Repo Chick (2009)

Rating: D-

Dir: Alex Cox
Star: Jaclyn Jonet, Miguel Sandoval, Del Zamora, Chloe Webb

Dear God, this is awful. It’s only extremely loosely connected to Repo Man, not least because Universal and Cox both own the rights, and neither can make a sequel without the other’s permission: this got the director a cease and desist, which he ignored. More’s the pity, unfortunately, because this is like listening to 90 minutes of Occupy Wherever shrieking: mean-spirited class-war propaganda, without a single likeable or even plausible character. It’s the last issue where it is most obviously distinct from its predecessor, which was full of endearing oddballs. Here, instead of Emilio Estevez, you get Jonet, playing Pixxi De La Chasse, a waste of space heiress who is disinherited, and forced to get a job – which ends up being in repossession, the only growth industry. She sets her sights on a missing train, but when she finds it, discovers it has already been hijacked by a group of ecoterrorists whose main goal is to ban golf. Can she get the train back, reconciile with her family and save Los Angeles [not necessarily in that order].

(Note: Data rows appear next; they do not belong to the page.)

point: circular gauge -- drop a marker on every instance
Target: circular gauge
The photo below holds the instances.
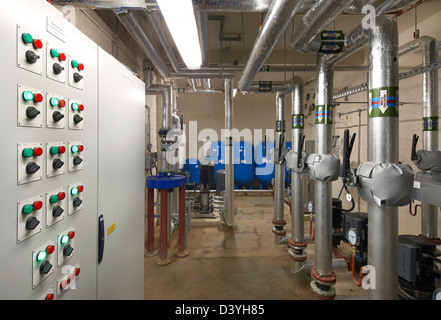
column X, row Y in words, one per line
column 352, row 237
column 310, row 206
column 437, row 294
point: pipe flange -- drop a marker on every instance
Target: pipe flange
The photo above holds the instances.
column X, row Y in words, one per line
column 435, row 241
column 151, row 254
column 328, row 294
column 299, row 257
column 161, row 262
column 278, row 232
column 296, row 244
column 322, row 279
column 182, row 254
column 279, row 222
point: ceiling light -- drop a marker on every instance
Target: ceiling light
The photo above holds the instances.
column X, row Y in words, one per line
column 181, row 22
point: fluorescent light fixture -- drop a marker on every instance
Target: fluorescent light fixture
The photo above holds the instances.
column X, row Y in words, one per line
column 181, row 22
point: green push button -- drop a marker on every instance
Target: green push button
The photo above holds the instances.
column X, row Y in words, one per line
column 53, row 199
column 28, row 209
column 28, row 152
column 27, row 38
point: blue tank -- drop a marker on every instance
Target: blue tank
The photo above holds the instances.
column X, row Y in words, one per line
column 264, row 166
column 192, row 167
column 217, row 156
column 244, row 165
column 288, row 146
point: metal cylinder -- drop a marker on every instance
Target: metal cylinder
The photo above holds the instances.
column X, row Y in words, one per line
column 429, row 48
column 297, row 212
column 229, row 165
column 383, row 148
column 323, row 189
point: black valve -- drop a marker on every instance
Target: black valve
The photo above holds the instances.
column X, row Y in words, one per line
column 77, row 77
column 57, row 116
column 32, row 223
column 32, row 112
column 31, row 56
column 45, row 267
column 57, row 211
column 77, row 202
column 57, row 163
column 77, row 119
column 32, row 167
column 57, row 68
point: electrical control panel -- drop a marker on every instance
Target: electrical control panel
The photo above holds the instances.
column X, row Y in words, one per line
column 50, row 170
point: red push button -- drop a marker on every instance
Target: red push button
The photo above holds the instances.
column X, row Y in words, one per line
column 38, row 97
column 37, row 205
column 50, row 249
column 50, row 296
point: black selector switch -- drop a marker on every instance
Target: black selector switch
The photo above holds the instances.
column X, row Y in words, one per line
column 31, row 56
column 32, row 167
column 77, row 160
column 57, row 116
column 45, row 267
column 32, row 112
column 57, row 211
column 57, row 163
column 57, row 68
column 32, row 223
column 77, row 119
column 77, row 77
column 77, row 202
column 67, row 250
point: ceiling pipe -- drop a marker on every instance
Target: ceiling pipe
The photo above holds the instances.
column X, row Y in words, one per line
column 383, row 148
column 279, row 16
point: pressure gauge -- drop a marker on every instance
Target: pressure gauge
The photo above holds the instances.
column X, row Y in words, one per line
column 353, row 237
column 437, row 294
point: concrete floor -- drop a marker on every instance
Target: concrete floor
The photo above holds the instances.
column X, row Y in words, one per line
column 242, row 263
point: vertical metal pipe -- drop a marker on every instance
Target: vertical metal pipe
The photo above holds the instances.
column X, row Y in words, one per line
column 151, row 223
column 229, row 165
column 297, row 213
column 383, row 148
column 182, row 248
column 163, row 258
column 429, row 48
column 279, row 177
column 322, row 272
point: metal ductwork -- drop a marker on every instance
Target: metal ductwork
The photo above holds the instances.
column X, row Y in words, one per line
column 279, row 16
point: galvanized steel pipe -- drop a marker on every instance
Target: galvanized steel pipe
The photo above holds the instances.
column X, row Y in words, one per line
column 383, row 148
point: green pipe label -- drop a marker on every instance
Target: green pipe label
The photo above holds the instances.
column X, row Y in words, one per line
column 323, row 114
column 430, row 124
column 298, row 121
column 280, row 126
column 383, row 102
column 265, row 86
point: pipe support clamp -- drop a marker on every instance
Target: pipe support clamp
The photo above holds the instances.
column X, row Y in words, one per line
column 323, row 167
column 386, row 184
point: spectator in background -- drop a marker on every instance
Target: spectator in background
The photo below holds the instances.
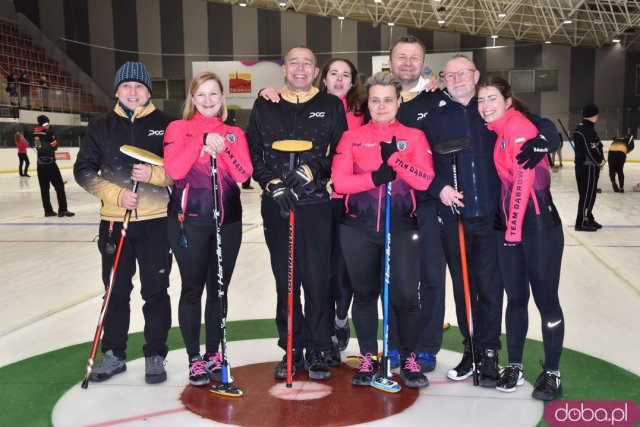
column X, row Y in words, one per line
column 44, row 91
column 14, row 96
column 24, row 90
column 558, row 153
column 22, row 145
column 617, row 157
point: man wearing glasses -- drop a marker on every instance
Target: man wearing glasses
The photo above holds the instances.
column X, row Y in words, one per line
column 457, row 117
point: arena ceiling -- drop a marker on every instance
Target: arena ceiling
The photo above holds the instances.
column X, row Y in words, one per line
column 592, row 23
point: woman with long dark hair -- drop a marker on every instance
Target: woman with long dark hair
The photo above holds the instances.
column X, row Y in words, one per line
column 531, row 253
column 361, row 168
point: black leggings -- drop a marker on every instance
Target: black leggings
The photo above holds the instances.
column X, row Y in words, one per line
column 49, row 174
column 364, row 255
column 340, row 284
column 24, row 161
column 535, row 262
column 616, row 166
column 198, row 264
column 587, row 179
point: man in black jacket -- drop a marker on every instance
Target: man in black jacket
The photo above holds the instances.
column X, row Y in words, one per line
column 303, row 113
column 46, row 144
column 589, row 160
column 105, row 172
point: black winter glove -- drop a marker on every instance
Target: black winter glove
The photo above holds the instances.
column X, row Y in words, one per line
column 283, row 196
column 388, row 148
column 533, row 151
column 383, row 175
column 299, row 177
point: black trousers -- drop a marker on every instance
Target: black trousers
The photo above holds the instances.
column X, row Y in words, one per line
column 432, row 278
column 432, row 281
column 485, row 284
column 49, row 174
column 23, row 162
column 536, row 263
column 587, row 180
column 616, row 160
column 312, row 329
column 364, row 255
column 340, row 283
column 198, row 264
column 146, row 242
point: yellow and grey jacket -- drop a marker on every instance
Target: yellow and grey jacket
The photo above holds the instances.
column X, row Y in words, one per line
column 105, row 172
column 624, row 145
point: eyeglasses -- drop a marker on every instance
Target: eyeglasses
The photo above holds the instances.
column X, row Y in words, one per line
column 462, row 74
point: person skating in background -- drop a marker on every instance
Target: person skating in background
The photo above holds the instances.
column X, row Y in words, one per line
column 189, row 145
column 530, row 255
column 24, row 88
column 23, row 159
column 617, row 157
column 589, row 158
column 303, row 113
column 367, row 158
column 46, row 144
column 105, row 172
column 43, row 83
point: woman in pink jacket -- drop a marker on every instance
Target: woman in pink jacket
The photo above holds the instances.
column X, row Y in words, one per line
column 531, row 253
column 366, row 159
column 188, row 146
column 23, row 158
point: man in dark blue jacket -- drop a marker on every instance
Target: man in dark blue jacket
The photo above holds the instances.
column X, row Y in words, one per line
column 457, row 118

Unfolding largely in front of green screens, with occasional, deliberately poor model-work thrown it, this feels like the kind of thing a politically-conscious 14-year-old would make, with special effects by a younger sibling. It wears its welcome out incredibly fast, and does precious little to redeem itself the rest of the way. It’s clear what Cox is trying to do: make a scathing, absurdist satire of modern culture, its obsessions with empty fame and style over substance. Except, the entire movie becomes exactly that. It turns into an object exercise in flogging a cinematic dead horse: absurdist, certainly, but never achieves the slightest degree of significant bite on its target, mostly because they’re neither too obvious and easy to merit anyone’s serious attention. Apparently, Cox had dropped off the grid and was living somewhere on an Oregon farm. Seems like any talent he had dropped off the grid rather more successfully.